I once read the statement, every five-year-old is an artist. I believe that is true. Tragically, the bent to create gets weeded out by educational systems that applaud only certain kinds of art, while redirecting children away from their creative expressions into cognitive skills only. They then get buttonholed into occupations like law, accounting, engineering, or other similar jobs. Each of those skills is wonderful in its own right, but they are not known as occupations of great creativity. It was never meant to be either/or when it comes to developing the artist within vs. our intellectual potential. The truth is that any skill would be enhanced beautifully by the creative expressions that should be the norm, especially for those who are born again. We are sons and daughters of the Creator. We have an edge; that should be a part of our witness. But latent gifts have no effect.
Born to Create will no doubt have instant appeal to artists and the like. As it should. But that saddens me a bit as it’s a book about freedom more than it is of the traditional subject of art. It should be read, perhaps especially read, by people who don’t consider themselves to be creative. It just might restore the journey each person started on as a child.
Some of the greatest exploits happening in the church right now are not coming from traditional ministry platforms, as important as they are. They are coming from people who love to dream and pursue God in the context of their unusual gifting. So instead of church leaders continually trying to fit round pegs into square holes, they are helping people become free to see how God would use them in their particular place in society. Such freedom is wonderful and contagious. This emphasis is especially conducive to art and entrepreneurship.

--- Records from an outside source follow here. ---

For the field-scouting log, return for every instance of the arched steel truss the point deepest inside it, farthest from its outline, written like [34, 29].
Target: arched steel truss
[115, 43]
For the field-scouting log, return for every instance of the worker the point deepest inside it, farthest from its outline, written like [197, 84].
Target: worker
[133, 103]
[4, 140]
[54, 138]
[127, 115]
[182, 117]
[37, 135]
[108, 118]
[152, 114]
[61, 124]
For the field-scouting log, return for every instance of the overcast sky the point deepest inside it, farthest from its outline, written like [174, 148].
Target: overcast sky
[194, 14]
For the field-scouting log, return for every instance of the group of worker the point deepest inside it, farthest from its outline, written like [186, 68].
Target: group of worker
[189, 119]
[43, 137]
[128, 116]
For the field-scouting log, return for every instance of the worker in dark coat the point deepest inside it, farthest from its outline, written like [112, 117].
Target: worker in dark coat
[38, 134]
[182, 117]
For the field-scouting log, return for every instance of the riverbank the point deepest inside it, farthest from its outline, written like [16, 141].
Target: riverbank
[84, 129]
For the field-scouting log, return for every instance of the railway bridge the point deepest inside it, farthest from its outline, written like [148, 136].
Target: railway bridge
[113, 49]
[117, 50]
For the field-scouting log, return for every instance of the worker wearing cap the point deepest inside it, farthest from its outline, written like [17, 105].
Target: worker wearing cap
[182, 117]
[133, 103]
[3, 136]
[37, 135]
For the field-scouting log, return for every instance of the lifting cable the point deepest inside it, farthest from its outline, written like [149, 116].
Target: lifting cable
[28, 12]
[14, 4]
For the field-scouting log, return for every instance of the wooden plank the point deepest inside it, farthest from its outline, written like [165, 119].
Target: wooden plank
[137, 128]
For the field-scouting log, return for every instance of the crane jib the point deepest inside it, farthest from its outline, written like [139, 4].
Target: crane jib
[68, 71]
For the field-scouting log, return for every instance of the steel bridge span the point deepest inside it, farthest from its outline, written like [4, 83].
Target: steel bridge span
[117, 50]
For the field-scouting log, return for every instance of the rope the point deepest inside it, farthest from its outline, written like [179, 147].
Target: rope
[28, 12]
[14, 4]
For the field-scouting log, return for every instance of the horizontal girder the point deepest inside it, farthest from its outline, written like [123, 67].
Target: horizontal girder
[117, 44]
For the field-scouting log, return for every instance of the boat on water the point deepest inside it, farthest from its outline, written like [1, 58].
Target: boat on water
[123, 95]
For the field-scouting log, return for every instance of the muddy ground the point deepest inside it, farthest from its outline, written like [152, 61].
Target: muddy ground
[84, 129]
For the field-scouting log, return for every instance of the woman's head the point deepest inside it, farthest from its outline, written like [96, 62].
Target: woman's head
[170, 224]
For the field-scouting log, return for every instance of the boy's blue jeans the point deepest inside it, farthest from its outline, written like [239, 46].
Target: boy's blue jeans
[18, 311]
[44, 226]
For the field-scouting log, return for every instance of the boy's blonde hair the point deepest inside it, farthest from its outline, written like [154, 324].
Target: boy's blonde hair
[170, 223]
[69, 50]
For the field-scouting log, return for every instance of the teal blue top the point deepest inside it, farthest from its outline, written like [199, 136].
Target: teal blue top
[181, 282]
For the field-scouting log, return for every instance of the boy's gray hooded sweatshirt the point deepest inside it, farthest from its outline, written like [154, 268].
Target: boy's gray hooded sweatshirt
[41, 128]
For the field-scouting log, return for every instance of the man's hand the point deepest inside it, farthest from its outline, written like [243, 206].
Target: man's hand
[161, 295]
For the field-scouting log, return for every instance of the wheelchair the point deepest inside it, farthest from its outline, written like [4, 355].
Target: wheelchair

Theresa Dedmon has championed this cause powerfully with great success. A lover of God and a lover of people, she uses her skills to reveal the beauty of God to others. Her whole family has a most amazing gift in evangelism. People constantly come to faith in Christ through them. But what surprises me is to see the means God uses to communicate His love through Theresa—art. Theresa’s effect on the non-creative types is equally astonishing. Because of it, I celebrate all the more the culture of honor that brings such freedom. For in the context of such freedom dreamers are raised up. And those dreamers are not afraid to believe they can shape the course of world history through the gifts given to them. Born to Create is a great book. A really great book!